Неясная тень виднелась в проёме на фоне светлых занавесок. Там, в детской, стоял Саша.
Нина подошла ближе. Её душил гнев. «Что ты делаешь здесь?» - чуть не закричала она. Но, увидев, с каким лицом Саша смотрит на сына, застыла рядом с ним.
Саша повернулся к ней и бесшумно перешагнул порог. И тут в тишине прозвучал сонный, но отчётливый Петькин голосок:
- А помнишь, как ты ночью уезжал в Питер и со мной прощался?
Саша застыл, как будто окаменев. Медленно повернув голову, он произнёс еле слышно:
- Помню.
Петька, не открывая глаз, проговорил:
- Я хочу, чтобы ты всегда мне снился.
Нина схватила Сашу за руку и с силой потянула, выводя его из детской. А сама шагнула к постели, поправила одеяло и поцеловала Петьку в лоб. Он улыбался во сне.
Она спустилась в подвал, и Саша бесшумно, как призрак, двигался за нею.
Внизу, пропустив его вперёд, Нина затворила за собой дверь и только теперь смогла вздохнуть свободно.
- Уходи, - сказала она. - Зачем ты пришёл? Уходи.
- Постой, Нинульчик, - Саша казался совершенно спокойным. - Я уйду, не бойся. Если ты мне поможешь.
Её вдруг начало трясти, и она прижала ладони к губам, чтобы не разрыдаться:
- Этого не может быть… этого не может быть… Господи помилуй! Ты же был мёртв… я же видела сама. Ты был мёртвый! Это не ты!
Саша приподнял майку и показал ей свежие розовые рубцы на животе и между рёбрами:
- Персты вложишь?
- Мама… мамочка… Зачем ты здесь? Зачем это? - она коснулась его бороды.
- Это маскарад. Извини, не было времени побриться. Так и знал, что ты испугаешься…
- Замолчи! Не смей! Замолчи!
Она всё-таки разрыдалась. Но, как только Саша попытался её обнять, отшатнулась и вытерла глаза.
- Говори, что тебе надо от нас?
Саша опустил руки и отвернулся. Он долго не отвечал, стоя с закрытыми глазами, словно пытался что-то вспомнить…
- Мне? От вас? Ничего, - взор его потух, и в голосе уже не было нежности. - Хочу оставить тебе немного денег на жизнь. И всё. И уйду. Не волнуйся, уйду. Ты меня больше не увидишь.
- Нам не нужны бандитские деньги.
- Вот даже как… Понятно. Ну, не нужны, значит, бросишь их в камин. А теперь слушай. Ты слышишь меня?

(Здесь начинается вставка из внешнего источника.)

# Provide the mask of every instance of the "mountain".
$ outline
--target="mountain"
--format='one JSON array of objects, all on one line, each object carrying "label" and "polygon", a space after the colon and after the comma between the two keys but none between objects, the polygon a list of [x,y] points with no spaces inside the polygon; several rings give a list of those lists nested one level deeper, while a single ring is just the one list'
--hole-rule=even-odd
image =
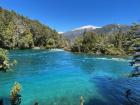
[{"label": "mountain", "polygon": [[82,35],[85,31],[93,31],[93,30],[98,29],[98,28],[100,28],[100,27],[87,25],[87,26],[75,28],[72,31],[65,32],[65,33],[63,33],[63,35],[67,39],[70,39],[71,41],[73,41],[75,39],[75,37]]},{"label": "mountain", "polygon": [[70,41],[73,41],[76,37],[82,35],[85,31],[94,32],[96,34],[108,35],[117,32],[120,29],[123,32],[126,32],[128,29],[130,29],[130,26],[120,24],[109,24],[103,27],[96,27],[92,25],[87,25],[80,28],[75,28],[72,31],[65,32],[63,33],[63,35]]},{"label": "mountain", "polygon": [[114,32],[118,32],[119,30],[126,32],[130,29],[130,26],[128,25],[121,25],[121,24],[109,24],[105,25],[102,28],[95,29],[93,32],[96,34],[105,34],[109,35]]}]

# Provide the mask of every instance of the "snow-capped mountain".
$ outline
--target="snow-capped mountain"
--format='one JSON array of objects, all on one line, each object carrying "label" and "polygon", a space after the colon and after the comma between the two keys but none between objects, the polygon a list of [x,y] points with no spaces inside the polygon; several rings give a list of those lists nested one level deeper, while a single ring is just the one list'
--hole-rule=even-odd
[{"label": "snow-capped mountain", "polygon": [[58,34],[63,34],[64,32],[58,32]]},{"label": "snow-capped mountain", "polygon": [[82,27],[79,27],[79,28],[75,28],[73,29],[72,31],[77,31],[77,30],[94,30],[96,28],[100,28],[100,27],[96,27],[96,26],[92,26],[92,25],[87,25],[87,26],[82,26]]}]

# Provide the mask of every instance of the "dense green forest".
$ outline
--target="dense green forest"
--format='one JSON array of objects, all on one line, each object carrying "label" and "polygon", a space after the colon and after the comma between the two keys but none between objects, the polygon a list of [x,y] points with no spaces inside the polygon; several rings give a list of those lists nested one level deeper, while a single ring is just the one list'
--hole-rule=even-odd
[{"label": "dense green forest", "polygon": [[0,7],[0,47],[27,49],[33,47],[63,48],[65,39],[55,30]]},{"label": "dense green forest", "polygon": [[133,24],[126,32],[121,29],[111,34],[97,34],[84,32],[77,37],[71,47],[73,52],[84,52],[106,55],[129,55],[133,53],[133,46],[140,44],[134,36],[140,31],[139,24]]}]

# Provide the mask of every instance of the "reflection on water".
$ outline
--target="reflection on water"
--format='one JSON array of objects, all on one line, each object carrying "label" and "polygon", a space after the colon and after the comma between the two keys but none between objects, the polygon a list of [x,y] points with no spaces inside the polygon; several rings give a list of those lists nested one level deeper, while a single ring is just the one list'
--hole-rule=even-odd
[{"label": "reflection on water", "polygon": [[[0,96],[7,97],[14,81],[22,84],[22,105],[129,105],[124,93],[132,89],[139,103],[139,79],[129,79],[132,69],[125,58],[72,54],[65,51],[14,50],[15,71],[0,73]],[[133,102],[134,103],[134,102]]]}]

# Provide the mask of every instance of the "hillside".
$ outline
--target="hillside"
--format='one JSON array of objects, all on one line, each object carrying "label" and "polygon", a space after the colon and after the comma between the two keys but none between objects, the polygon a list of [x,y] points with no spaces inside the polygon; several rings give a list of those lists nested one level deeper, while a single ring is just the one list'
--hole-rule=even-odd
[{"label": "hillside", "polygon": [[103,27],[96,27],[96,26],[92,26],[92,25],[87,25],[87,26],[73,29],[72,31],[65,32],[65,33],[63,33],[63,35],[67,39],[69,39],[71,42],[73,42],[76,37],[83,35],[83,33],[85,31],[94,32],[96,34],[102,34],[102,35],[110,35],[114,32],[119,31],[120,29],[123,32],[126,32],[130,29],[130,26],[119,25],[119,24],[109,24],[109,25],[105,25]]},{"label": "hillside", "polygon": [[50,27],[0,8],[1,48],[62,48],[64,43],[64,38]]}]

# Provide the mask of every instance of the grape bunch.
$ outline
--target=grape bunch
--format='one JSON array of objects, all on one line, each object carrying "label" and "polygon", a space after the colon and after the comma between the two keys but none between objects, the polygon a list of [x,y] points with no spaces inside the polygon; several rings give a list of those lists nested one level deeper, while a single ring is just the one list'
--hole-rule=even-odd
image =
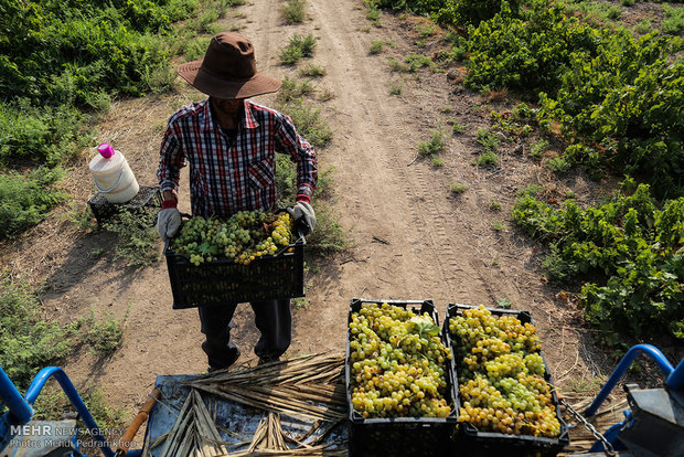
[{"label": "grape bunch", "polygon": [[533,325],[483,306],[449,320],[462,400],[459,422],[481,431],[555,438],[560,423]]},{"label": "grape bunch", "polygon": [[186,255],[196,266],[216,258],[232,258],[237,264],[248,265],[288,246],[291,231],[292,221],[286,212],[239,211],[227,221],[193,216],[185,221],[171,248]]},{"label": "grape bunch", "polygon": [[364,417],[447,417],[446,363],[451,353],[426,312],[364,304],[352,312],[352,405]]}]

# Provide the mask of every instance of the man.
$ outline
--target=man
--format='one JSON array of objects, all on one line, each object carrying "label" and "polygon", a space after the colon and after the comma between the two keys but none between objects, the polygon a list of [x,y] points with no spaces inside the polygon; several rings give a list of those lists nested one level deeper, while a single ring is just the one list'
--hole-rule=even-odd
[{"label": "man", "polygon": [[[157,231],[162,240],[172,237],[181,225],[178,184],[188,163],[193,215],[227,219],[242,210],[274,210],[276,150],[297,162],[297,202],[291,213],[304,233],[312,231],[316,215],[309,202],[318,179],[316,152],[288,116],[247,100],[276,92],[281,84],[257,72],[252,43],[237,33],[220,33],[204,59],[185,63],[178,72],[209,98],[172,115],[161,144],[157,174],[163,203]],[[290,300],[250,305],[261,333],[254,351],[259,362],[277,360],[290,346]],[[239,358],[231,340],[236,306],[199,308],[210,370],[225,369]]]}]

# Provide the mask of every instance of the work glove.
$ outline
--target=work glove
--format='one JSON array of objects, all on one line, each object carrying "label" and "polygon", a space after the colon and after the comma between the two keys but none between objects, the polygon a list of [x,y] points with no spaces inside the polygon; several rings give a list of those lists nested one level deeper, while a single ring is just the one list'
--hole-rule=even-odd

Она кивнула, напуганная переменой, которая произошла у неё на глазах. Таким она его никогда не видела. И дело не в бороде или в шрамах. Сейчас перед ней стоял просто совсем чужой человек. «Это не Саша, - промелькнула спасительная мысль. - Саша умер. А вместо него сюда пришёл двойник. Такое бывает. Конечно, это не Саша».
- Завтра ты должна достать машину. Ты вывезешь меня отсюда. Ты поняла?
- Я всё сделаю, - кивнула она.
- Подвал запри. Буду ждать тебя тут. Не волнуйся, ничего не съем из ваших запасов. Только вот…
- Ну что ещё?
- Знаешь, очень не хочется никого убивать. Если сюда войдёт кто-то, кроме тебя…
Он распахнул пиджак, и Нина увидела рукоятку пистолета у него за поясом.
- Сюда никто не войдёт, - пообещала она.
Она закрыла дверь и положила ключ в карман халата.